Personal information
- Full name: Connie Jean Fluker-Smotek
- Nationality: United States
- Born: August 22, 1964 (age 61) Temple, Texas, U.S.
- Height: 5 ft 5 in (1.65 m)
- Weight: 139 lb (63 kg)

Sport
- Sport: Shooting
- Event: Skeet (SK75)
- Club: Brazos Valley Skeet and Trap Club
- Coached by: Lloyd Woodhouse

Medal record
Women's shooting
Representing the United States
World Championships
| Silver medal – second place | 1995 Nicosia | SK125W |
| Bronze medal – third place | 1986 Suhl | SKW |

= Connie Smotek =

American sport shooter

Connie Jean Smotek (née Fluker; born August 22, 1964, in Temple, Texas) is an American sport shooter. She produced a career tally of eleven medals, including two (one silver and one bronze) in skeet shooting at the World Championships (1986 and 1995), and was selected to compete for the U.S. team in two editions of the Olympic Games (1992 and 2004). Having pursued the sport since the age of fourteen, Smotek trained full-time as a member of the skeet team for Brazos Valley Skeet and Trap Club in College Station, Texas, under her personal coach Lloyd Woodhouse.
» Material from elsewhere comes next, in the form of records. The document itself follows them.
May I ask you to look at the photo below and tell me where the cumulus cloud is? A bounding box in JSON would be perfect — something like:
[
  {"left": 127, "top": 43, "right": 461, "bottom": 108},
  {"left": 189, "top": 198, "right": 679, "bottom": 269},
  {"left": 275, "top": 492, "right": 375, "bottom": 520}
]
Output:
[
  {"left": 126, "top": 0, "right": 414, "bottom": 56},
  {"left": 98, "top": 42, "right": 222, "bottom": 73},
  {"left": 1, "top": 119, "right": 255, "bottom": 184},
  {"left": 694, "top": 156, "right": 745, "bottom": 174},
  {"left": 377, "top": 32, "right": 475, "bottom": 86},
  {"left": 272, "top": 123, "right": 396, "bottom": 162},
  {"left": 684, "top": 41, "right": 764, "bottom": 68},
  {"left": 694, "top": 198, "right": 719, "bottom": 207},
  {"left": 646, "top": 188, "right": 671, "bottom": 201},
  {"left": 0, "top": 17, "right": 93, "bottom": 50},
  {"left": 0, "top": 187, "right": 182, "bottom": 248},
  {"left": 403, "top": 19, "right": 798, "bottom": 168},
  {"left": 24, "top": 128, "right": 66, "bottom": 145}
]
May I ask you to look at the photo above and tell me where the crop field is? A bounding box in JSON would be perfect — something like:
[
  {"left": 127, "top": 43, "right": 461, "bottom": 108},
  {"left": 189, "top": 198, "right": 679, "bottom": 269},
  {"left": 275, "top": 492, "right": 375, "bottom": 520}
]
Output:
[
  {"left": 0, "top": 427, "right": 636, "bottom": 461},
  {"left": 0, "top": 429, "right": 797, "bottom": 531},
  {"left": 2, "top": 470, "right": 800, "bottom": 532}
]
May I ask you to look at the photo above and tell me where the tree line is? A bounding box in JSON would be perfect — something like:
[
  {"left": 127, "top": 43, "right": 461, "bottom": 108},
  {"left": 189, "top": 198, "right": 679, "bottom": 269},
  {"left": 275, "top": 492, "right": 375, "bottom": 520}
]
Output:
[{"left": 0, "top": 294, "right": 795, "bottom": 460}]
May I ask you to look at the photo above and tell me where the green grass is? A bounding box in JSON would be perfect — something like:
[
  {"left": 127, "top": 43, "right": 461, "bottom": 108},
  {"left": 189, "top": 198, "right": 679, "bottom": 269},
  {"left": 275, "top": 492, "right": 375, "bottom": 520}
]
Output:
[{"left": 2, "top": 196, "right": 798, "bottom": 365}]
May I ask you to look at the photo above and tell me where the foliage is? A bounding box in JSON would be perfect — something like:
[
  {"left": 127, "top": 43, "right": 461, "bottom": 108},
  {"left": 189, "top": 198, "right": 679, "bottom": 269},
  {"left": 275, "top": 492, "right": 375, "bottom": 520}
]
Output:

Smotek is also a graduate of Texas A&M University, and has been employed as an administrative assistant by the University's agriculture program since 1995.

Smotek was one of the six female shooters who competed in the mixed skeet tournament at the 1992 Summer Olympics in Barcelona, where she scored 145 out of 150 targets to share a twenty-fifth place tie with eight other shooters in the qualifying stage, narrowly missing out on the final by a single bird.

Twelve years after competing in her first Olympics, Smotek qualified for her second U.S. shooting team, as a 40-year-old, in the women's skeet at the 2004 Summer Olympics in Athens. Five months before the Games, she took a three-shot lead over her rival Haley Dunn to receive a cumulative score of 488 out of a possible 500 targets and grab one of the available Olympic slots for the U.S. team at the Olympic trials in Fort Benning, Georgia. Smotek fired her first 11 shots in the final round, but could not move into the medal position with only 22 out of 25 birds, finishing only in sixth place for a total record of 90. Earlier in the prelims, Smotek shot a score of 68 to attain one of the six places for the final.